Долго вглядывался в темень дальнозоркими глазами. Дождавшись, когда последний солдат исчез в лесу, вернулся в избу, посидел на лавке, потрогал бумажки, на столе оставленные. Много бумажек. Прежде деньгами назывались, а теперь – бумажки. От нечего делать посчитал. Сорок семь рублей как одна копеечка. Прежде он не такие деньги топориком выколачивал. Золотым его топор называли! Вся округа – нарасхват: «Игнат Матвеевич, баньку сруби! Игнат Матвеевич, наличнички бы покрасивше! Игнат Матвеевич…» Вздохнул Игнат, посмотрел на свои руки. Вроде и прежние, и вроде какие-то другие. Давеча горшок в печь ставил, едва не опрокинул. Летом на косьбе палец порезал. Никогда такого не бывало. Внучка и та смеется:
– Ты, дедушка, теперь деревянный стал, а прежде каменный был! – И верно, что деревянный!
И вдруг тревога полоснула сердце. «С чего бы это?» – подумал Игнат Матвеевич и сразу же ясно, как наяву, вспомнил всех, кто ночевал у него в эту ночь. Вот они сидят, горемычные, оборванные, исхудавшие. Сидят, смотрят… Глазами-то, наверное, давно бы уж все пожрали, что видели, а они – нет! Раненым да ослабевшим, говорят, отдай. Хоть бы обсушились, что ли! Так и пошли, в чем из болота вылезли. И стыдно теперь Игнату, что принял их сперва за дезертиров, и боязно за них: как-то они там? Дорогу он им указал. Все прямо и прямо, потом налево, потом опять прямо и вправо до ручья. А от ручья влево… Нет вправо! Господи, помилуй! В жар бросило Игната Матвеевича: неужели влево велел идти? Там же топь! Вправо надо, вправо!
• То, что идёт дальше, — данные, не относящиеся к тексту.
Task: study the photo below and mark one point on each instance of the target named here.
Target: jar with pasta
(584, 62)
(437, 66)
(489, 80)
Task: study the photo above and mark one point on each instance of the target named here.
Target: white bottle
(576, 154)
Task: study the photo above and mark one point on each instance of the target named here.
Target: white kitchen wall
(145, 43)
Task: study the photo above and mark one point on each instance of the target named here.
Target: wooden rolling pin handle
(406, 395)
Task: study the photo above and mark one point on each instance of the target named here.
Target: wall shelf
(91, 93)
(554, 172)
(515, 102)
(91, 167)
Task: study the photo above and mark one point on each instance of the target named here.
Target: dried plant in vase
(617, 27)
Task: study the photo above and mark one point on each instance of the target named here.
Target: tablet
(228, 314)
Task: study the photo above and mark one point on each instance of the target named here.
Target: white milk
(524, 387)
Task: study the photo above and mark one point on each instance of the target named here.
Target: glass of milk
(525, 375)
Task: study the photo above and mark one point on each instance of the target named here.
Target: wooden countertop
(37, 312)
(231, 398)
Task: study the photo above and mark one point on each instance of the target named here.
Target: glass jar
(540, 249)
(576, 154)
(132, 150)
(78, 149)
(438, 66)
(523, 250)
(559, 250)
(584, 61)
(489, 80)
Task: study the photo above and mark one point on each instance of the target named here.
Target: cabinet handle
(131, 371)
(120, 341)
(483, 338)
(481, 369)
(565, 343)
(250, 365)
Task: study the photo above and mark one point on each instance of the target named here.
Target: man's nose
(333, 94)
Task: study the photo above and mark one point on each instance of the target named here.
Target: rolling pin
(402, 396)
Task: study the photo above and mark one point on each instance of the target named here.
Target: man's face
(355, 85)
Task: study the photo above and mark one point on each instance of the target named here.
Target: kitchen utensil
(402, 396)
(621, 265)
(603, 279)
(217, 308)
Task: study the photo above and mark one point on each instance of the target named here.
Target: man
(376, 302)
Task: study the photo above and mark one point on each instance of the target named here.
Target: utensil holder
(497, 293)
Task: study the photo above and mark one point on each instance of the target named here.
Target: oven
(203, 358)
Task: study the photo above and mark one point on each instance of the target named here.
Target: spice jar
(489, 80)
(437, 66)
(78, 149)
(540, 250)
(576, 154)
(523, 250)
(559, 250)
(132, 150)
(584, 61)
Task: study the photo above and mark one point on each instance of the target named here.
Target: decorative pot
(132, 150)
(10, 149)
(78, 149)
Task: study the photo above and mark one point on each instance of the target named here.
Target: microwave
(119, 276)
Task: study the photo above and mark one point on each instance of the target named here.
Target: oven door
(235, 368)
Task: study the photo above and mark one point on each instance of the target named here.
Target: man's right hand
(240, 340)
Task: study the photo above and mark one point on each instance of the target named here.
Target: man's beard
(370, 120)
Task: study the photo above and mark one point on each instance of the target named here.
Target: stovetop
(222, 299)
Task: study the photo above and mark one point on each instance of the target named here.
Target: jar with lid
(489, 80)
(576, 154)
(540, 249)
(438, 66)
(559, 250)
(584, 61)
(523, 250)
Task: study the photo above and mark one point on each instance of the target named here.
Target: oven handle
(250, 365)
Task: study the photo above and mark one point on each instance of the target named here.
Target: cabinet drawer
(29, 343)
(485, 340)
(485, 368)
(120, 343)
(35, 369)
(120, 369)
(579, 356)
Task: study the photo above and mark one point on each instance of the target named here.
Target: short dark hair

Кинулся к печке, сорвал с гвоздя полушубок и, как был без шапки, побежал прочь из дому.
Глава третья
Рассвет едва тронул небо бледно-сиреневыми всплесками, на востоке более светлыми, на западе темными, плотный, густой, как дымовая завеса, туман низко висел над землей, а над ним плавали, как миражи, верхушки деревьев и кустов.
Километров шесть прошли в молчании. Старик сказал, что идти им осталось еще столько же. Он шел все время впереди отряда. Глядя в его согнутую спину, Колесников думал о том, что вот так же, наверное, сотни лет назад прадедам нашим под старость лет приходилось становиться на дорогу войны. Кто он, этот Игнат Матвеевич? Как прожил свою долгую жизнь? Не раскаивается ли в том, на что решился два часа назад? По всей вероятности, нет.
Уже давно отряд вышел из диких лугов, покрытых тонким слоем первого снега и ступил на торную тропу, уже две или три дороги пересекли ту тропу, уже два или три раза бойцы заявляли, будто слышат запах жилья, а старик все шел вперед, словно забыл куда и зачем ведет полсотни красных солдат…
Колесников тронул его за плечо.
– Не проглядеть бы Березовское, отец!
– Далече еще, не тревожься.
И не обернулся, не взглянул на лейтенанта.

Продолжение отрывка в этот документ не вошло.